From Come Con Ella:
2012 has proved to be an interesting year for pakistan. alongside the staple flow of pessimistic news, one of its most successful businesses, murree brewery, has captured the imagination of the local and international press. for the latter in particular, the existence of murree brewery is a paradox. the telegraph opens on the line ‘pakistan is one of the last countries in asia where you would expect to discover a flourishing – and legal – brewery, especially these days’ in an article titled ‘ale under the veil: the only brewery in pakistan’. the economist follows suit on how an unlikely outfit in pakistan is flourishing under the banner ‘hope in the hops’. even the guardian cannot help itself with its description of murree brewery as ‘a raj-era oddity in an increasingly conservative islamic country’ under the more neutral title of ‘pakistan and india start new era of trade co-operation with a beer’.
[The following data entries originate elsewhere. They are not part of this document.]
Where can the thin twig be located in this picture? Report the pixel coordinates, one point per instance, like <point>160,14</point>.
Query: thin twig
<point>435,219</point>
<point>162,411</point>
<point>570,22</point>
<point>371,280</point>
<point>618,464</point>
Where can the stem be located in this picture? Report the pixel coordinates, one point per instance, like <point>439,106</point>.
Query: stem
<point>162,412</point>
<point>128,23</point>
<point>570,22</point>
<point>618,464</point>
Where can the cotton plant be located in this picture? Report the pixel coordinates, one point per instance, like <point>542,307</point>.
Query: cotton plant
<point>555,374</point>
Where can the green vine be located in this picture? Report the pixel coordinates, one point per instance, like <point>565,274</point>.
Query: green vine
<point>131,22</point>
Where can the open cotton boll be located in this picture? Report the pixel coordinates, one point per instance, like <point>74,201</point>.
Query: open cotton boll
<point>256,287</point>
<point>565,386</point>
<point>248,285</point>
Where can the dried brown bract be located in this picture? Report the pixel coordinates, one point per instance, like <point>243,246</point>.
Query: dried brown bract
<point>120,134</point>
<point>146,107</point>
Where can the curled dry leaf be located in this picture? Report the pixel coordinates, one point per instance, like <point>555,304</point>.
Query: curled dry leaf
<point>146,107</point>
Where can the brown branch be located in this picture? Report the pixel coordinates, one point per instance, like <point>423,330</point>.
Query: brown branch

Murree brewery, however, is far from an oddity and a contradiction. since its inception in 1860, the only period when it ceased productions was after bhutto’s declaration of prohibition of alcohol. a subsequent court order led to the resumption of operations on the basis that bhutto’s laws breached the rights of minorities. aside from this it has always enjoyed the support of the government, military or otherwise. the greater paradox perhaps is that a powerful leader like bhutto, who loved his drink, felt compelled to appease the religious right through prohibition. until his ban in 1977 alcohol was freely available in army messes, clubs and from licensed stores.
But that of course is not the pakistan of today.